Teacher Ginger Graham salvages books from a resource room at Plainview… (Mark Almond / The Birmingham…)
Reporting from Rainsville, Ala. — Away from the spotlight of a presidential visit and the glare of national publicity, this rural town of 5,000 in northeast Alabama nursed its tragedy.
The walls of the Rainsville Civic Center were blown out. Across the street, the Huddle House, a popular eatery, and the local credit union, were wiped out.
Rainsville is part of DeKalb County, which is reporting 32 deaths from the tornadoes that have turned Alabama in the worst-hit state by the deadliest storms in decades. The county ranks right behind Tuscaloosa, where there are 38 confirmed deaths of the state's 210 reported deaths so far. President Obama visited Tuscaloosa on Friday.
Wes Mahon, 46, climbed a ladder to the remains of his roof, half of which is gone. On one side of his house on Lingerfelt Road, once stood a three-story home that had turned into a pile of oversized splinters.

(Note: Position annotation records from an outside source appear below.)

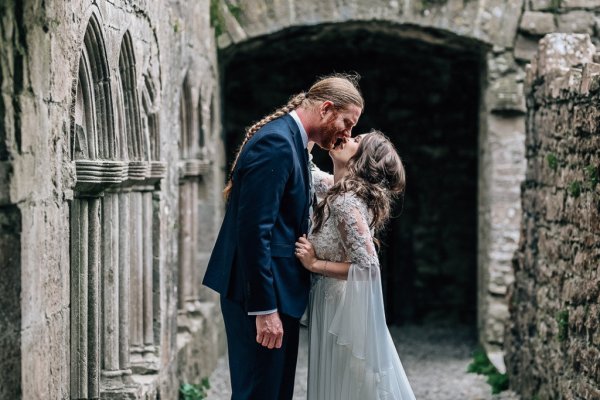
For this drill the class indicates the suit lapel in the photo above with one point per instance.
(302, 157)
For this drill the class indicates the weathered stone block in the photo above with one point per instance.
(577, 22)
(537, 23)
(589, 4)
(558, 52)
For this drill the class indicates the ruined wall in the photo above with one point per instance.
(137, 58)
(553, 339)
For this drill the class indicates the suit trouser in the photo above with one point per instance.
(258, 373)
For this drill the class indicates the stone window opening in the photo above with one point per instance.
(90, 134)
(426, 96)
(114, 216)
(193, 194)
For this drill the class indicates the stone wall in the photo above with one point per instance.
(553, 339)
(96, 146)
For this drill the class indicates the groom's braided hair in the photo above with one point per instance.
(341, 89)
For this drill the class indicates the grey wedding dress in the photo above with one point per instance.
(351, 352)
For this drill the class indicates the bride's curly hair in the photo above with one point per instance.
(375, 174)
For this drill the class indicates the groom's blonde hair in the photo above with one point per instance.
(341, 89)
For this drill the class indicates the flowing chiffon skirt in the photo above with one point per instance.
(334, 370)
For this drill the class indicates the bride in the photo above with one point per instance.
(351, 352)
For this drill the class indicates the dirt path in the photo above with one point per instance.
(435, 359)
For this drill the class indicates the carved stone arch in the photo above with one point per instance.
(137, 147)
(94, 52)
(150, 121)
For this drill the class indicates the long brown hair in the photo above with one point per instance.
(375, 174)
(341, 89)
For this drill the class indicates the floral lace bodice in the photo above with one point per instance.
(345, 236)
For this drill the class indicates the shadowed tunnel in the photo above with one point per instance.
(424, 94)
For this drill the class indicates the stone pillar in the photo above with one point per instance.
(85, 297)
(111, 372)
(553, 336)
(148, 314)
(194, 270)
(136, 277)
(185, 259)
(124, 285)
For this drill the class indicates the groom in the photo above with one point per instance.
(263, 287)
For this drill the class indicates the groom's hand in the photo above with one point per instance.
(269, 330)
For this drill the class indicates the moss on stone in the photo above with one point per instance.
(552, 161)
(575, 189)
(562, 317)
(481, 365)
(591, 174)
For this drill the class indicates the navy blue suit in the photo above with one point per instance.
(253, 265)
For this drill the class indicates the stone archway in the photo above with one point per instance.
(482, 32)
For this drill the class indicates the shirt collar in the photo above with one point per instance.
(303, 133)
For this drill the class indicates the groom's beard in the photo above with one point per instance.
(329, 133)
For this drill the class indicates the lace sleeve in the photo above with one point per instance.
(351, 219)
(360, 315)
(322, 180)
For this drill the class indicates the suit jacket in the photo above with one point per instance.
(253, 260)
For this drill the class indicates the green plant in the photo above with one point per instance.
(481, 365)
(562, 317)
(575, 189)
(552, 161)
(217, 20)
(189, 391)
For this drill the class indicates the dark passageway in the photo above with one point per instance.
(425, 97)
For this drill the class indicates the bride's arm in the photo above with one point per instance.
(306, 254)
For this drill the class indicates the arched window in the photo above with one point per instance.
(92, 140)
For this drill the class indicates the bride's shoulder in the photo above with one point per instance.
(347, 201)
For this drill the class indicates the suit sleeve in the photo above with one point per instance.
(263, 174)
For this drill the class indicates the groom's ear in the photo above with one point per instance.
(325, 107)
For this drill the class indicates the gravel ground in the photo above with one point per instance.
(435, 358)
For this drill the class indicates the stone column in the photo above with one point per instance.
(124, 285)
(185, 261)
(136, 277)
(111, 372)
(94, 299)
(79, 298)
(193, 278)
(148, 314)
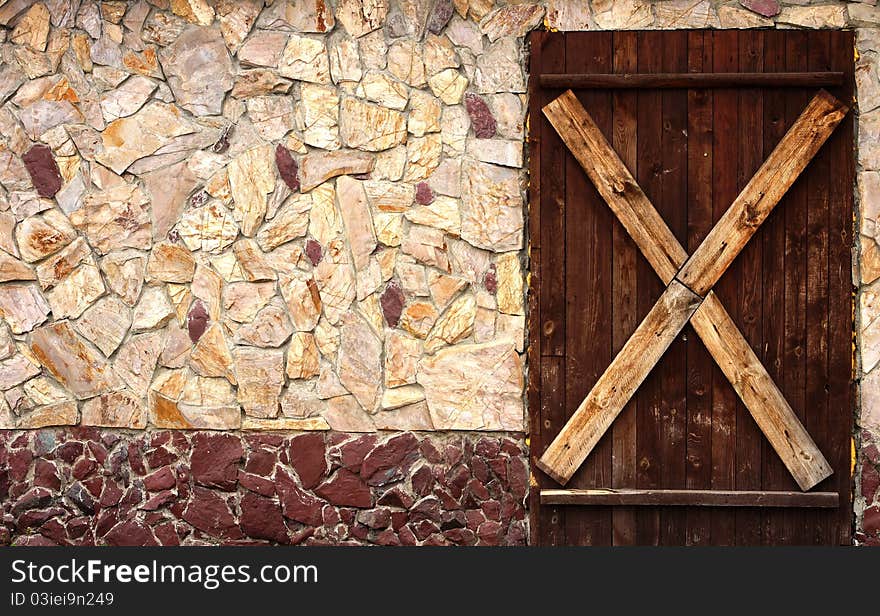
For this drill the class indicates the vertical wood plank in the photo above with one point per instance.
(748, 436)
(724, 399)
(699, 363)
(774, 474)
(817, 376)
(588, 224)
(624, 290)
(650, 178)
(795, 208)
(673, 367)
(551, 314)
(840, 241)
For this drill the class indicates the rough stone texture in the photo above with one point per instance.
(91, 486)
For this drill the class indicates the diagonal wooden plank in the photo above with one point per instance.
(742, 219)
(619, 382)
(712, 323)
(750, 209)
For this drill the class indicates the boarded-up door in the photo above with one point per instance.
(692, 149)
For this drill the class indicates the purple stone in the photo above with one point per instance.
(43, 169)
(314, 251)
(767, 8)
(287, 167)
(392, 300)
(197, 320)
(481, 117)
(424, 194)
(440, 16)
(490, 280)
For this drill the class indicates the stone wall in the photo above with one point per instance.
(298, 216)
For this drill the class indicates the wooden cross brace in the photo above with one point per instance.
(688, 296)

The residents had survived by hiding under mattresses.
On the other side, all that remained of a two-story house was the garage and part of a bathroom where that home's family hid. Two elderly woman died on the street.
All that is left of his petroleum service shop that was located behind Mahon's home is the concrete slab floor.
"It feels terrible,'' Mahon said. "It feels like you've got to start all over again.''
Mahon wasn't home when the tornado came through but his wife was. Sonya Mahon, 39, and seven other people -- including four strangers who were passing by -- ran into a closet. The four strangers were teenagers driving by in a red jeep when they sought sanctuary.
Sonya Mahon, and her 9-month-old granddaughter, her son and five other people hunkered down in the bedroom closet. She said that she clutched her granddaughter so tightly, "It's a wonder I didn't squeeze her to death.''
As they were closing the closet door, she said the last view she got was of the roof coming off the house.
The house shook, and she said she felt her ears were going to explode.
When they emerged from the closet, the floor was shining from the broken glass.
They could hear screaming and cries of "help me, help me'' from throughout the neighborhood.
Her son broke his kneecap trying to help a neighbor out of the rubble.
On Friday, the neighborhood still lacked electricity or running water. Cows ran free.